Het wetsvoorstel bevat een groot aantal nuttige wijzigingen die geen verband
hebben met deze kwestie. Indien onderdeel A van artikel IX van het wetsvoorstel
niet in werking treedt, is het in mijn ogen niet nodig en wenselijk deze wijzigingen
aan te houden totdat de resultaten van het overleg bekend zijn. Ik zeg u daarom
toe dit onderdeel niet in werking te laten treden zonder instemming van uw
Kamer. Over de resultaten van het overleg met de provincies zal ik u zo spoedig
mogelijk informeren.
Wat betreft uw verwijzing naar het advies van de Raad merk ik op dat als
gevolg van het advies het opschrift van de wet alsmede de considerans zijn
aangepast om duidelijker tot uitdrukking te brengen dat het voorstel ook inhoudelijke
bepalingen bevat. Duidelijkheid hierover is vanzelfsprekend van groot belang.
Zoals ook met zoveel woorden is aangegeven in het nader rapport sluit de enkele
aanduiding «veegwet» inhoudelijke wijzigingen niet uit1. Het belangrijkste kenmerk van een «veegwet»
is dat om wetgevingseconomische redenen een groot aantal wijzigingen wordt
samengebracht die niet noodzakelijkerwijs inhoudelijk met elkaar samenhangen.
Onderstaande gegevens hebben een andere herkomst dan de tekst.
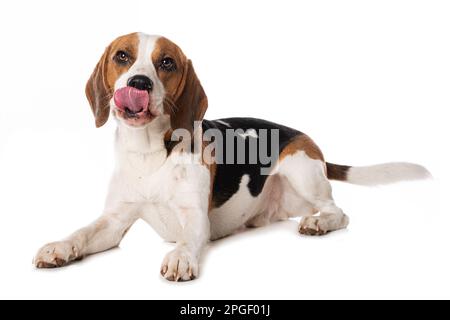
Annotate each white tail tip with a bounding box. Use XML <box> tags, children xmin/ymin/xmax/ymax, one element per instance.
<box><xmin>346</xmin><ymin>162</ymin><xmax>431</xmax><ymax>186</ymax></box>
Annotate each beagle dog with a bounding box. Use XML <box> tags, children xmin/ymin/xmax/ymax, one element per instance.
<box><xmin>34</xmin><ymin>32</ymin><xmax>430</xmax><ymax>281</ymax></box>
De aanduiding veegwet zegt in mijn ogen dan ook niet primair iets over het
inhoudelijke belang van de wijzigingen, al ligt het uiteraard niet voor de
hand om in een dergelijk kader ook een grote wetswijziging op te nemen.
Ik vertrouw er op dat ik met deze reactie uw Kamer voldoende heb geïnformeerd
en dat de Kamer met in achtneming van de gedane toezegging de behandeling
van het wetsvoorstel alsnog spoedig zal willen voortzetten.
De Minister van Economische Zaken,
L. J. Brinkhorst
XNoot
1Ter inzage gelegd op het CIP onder griffienr. 133679.2.
XNoot
2Samenstelling: Leden: Werner (CDA), Van den Berg (SGP), Lemstra (CDA),
Bierman-Beukema toe Water (VVD), Van der Lans (GL) (voorzitter), Doesburg
(VVD), Walsma (CDA), Pormes (GL), Van den Oosten (VVD), Ten Hoeve (OSF), Sylvester
(PvdA), Schouw (D66) en Van Raak (SP). Plv. leden: Franken (CDA), Schuurman
(CU), Van Leeuwen (CDA), V.d. Broek-Laman Trip (VVD), vac. (GL), Wagemakers
(CDA), vac. (VVD), Eigeman (PvdA), Hamel (PvdA), Engels (D66) en Kox (SP).
XNoot
1Zie in dit verband onder meer de Veegwet SZW 1998 en de Veegwet SZW 1999.